Le plus haut degré de la connaissance consiste donc dans l’intuition immédiate d’une vérité évidente d’elle-même, dans ce coup d’œil instantané par lequel l’esprit, sans effort, sans obstacle, sans intermédiaire, saisit son objet, l’embrasse tout entier, et s’y repose en quelque sorte dans une lumière sans mélange et dans une parfaite sérénité.

Spinoza donne divers exemples de ce mode supérieur de la connaissance, et quelques-uns peuvent paraître mal choisis : « Nous savons, dit-il, d’une perception immédiate, que 2 et 3 font 5 ; qu’étant donnés les nombres 1 : 2 : : 3 :, le quatrième nombre proportionnel est 6 ; enfin, que deux lignes parallèles à une troisième sont parallèles entre elles. »

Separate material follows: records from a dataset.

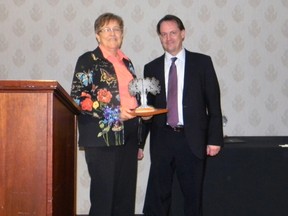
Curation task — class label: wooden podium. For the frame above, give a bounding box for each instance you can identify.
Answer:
[0,81,80,216]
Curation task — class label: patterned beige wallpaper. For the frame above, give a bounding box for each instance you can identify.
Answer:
[0,0,288,214]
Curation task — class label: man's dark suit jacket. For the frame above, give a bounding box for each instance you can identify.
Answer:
[144,50,223,159]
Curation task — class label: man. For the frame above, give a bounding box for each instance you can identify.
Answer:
[143,15,223,216]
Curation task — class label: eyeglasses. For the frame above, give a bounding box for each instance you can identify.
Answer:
[99,27,122,34]
[160,31,179,38]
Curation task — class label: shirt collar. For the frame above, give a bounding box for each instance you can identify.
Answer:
[165,48,185,62]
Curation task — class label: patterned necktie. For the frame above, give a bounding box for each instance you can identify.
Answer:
[167,57,178,127]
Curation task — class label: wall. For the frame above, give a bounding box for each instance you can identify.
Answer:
[0,0,288,214]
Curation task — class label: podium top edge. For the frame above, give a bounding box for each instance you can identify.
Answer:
[0,80,62,90]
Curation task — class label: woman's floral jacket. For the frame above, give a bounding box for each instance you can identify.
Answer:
[71,47,135,147]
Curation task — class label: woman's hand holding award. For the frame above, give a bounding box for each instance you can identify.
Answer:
[129,77,168,117]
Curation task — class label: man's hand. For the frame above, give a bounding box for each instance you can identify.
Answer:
[120,106,136,121]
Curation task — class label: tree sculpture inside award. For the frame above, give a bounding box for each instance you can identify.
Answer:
[129,77,168,116]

Il semble que cette dernière vérité peut se prouver par le raisonnement et a même besoin de l’être. Ce n’est donc pas une vérité immédiate. Et de là on pourrait conclure que Spinoza ne s’est point formé une idée parfaitement claire du procédé de l’intuition immédiate, et qu’à l’exemple de beaucoup d’autres profonds logiciens, il a confondu le raisonnement et la raison.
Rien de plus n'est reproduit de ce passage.